Если вас интересует свой народ, откуда мы есть и пошли, то не во вред будет взять том этих сказок и полистать на досуге. И будем мы понятнее и сами себе, живущие в Сибири, будут понятнее и русскоустьинцы.
Серьезно к сказке индигирцев относятся и фольклористы. В том же предисловии написано:
«Русскоустьинская сказочная традиция — особая страница в сказительстве Восточной Сибири, а в науке — предмет специального исследования».
Жизнь индигирца, охотника и рыбака во многом, если не сказать полностью, зависит от погоды. И пуще всего мешает любому промыслу пурга. Да и не только мешает, а просто-напросто перечеркивает промысловое время. Сиди и жди, когда пурга закончится. Сиди и жди.
Пурги зависят от глобальных причин, но и от местных причин тоже случаются. И пурга вещь настолько нередкая, что была бы лишь хоть малая причина, а пурга всегда будет.
— Опять, видно, кто-то плиту открытой оставил, — сердятся охотники, почувствовав усиление ветра.
Есть за рекой стародавняя могила с каменной плитой. На плите вытесаны ангелы, православный крест и надпись: «Под сим камнем покоится…» Плита от дождя и снега прикрыта деревянным коробом. Стоит открыть плиту и потом не поставить короб на место — жди непогоды. Таково поверие.
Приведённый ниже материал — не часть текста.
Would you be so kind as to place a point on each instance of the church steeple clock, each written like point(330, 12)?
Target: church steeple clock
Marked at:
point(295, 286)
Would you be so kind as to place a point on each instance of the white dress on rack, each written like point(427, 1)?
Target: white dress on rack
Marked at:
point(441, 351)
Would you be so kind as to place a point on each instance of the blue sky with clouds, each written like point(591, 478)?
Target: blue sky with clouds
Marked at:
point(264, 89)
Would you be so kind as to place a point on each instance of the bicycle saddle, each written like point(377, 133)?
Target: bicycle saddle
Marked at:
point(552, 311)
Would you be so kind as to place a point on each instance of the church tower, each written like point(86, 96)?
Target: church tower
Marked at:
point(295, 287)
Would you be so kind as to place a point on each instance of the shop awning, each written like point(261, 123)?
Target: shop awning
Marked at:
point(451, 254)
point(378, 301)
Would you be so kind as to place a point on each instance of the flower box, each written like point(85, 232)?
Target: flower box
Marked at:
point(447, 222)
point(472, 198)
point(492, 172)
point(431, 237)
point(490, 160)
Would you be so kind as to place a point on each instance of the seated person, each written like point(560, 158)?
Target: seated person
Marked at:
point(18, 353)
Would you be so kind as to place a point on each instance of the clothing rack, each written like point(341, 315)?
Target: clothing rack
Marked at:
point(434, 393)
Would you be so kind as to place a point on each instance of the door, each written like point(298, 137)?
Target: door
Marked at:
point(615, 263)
Когда мы подъехали к могиле, короб стоял как ему и положено стоять, и потому погода была прекрасная: солнце, полное безветрие, тишина. А уезжая, мы сделали все, чтобы погода не испортилась. Мы были в этом крайне заинтересованы: не дай бог сорвется поездка на Русское Устье, вернее, на то место, где оно когда-то стояло. Побывав в Полярном, мы посчитали для себя невозможным не побывать на месте старого Русского Устья, постоять там на берегу кормилицы Индигирки, поклониться памяти русского человека, выжившего на этой богатой, но неласковой земле.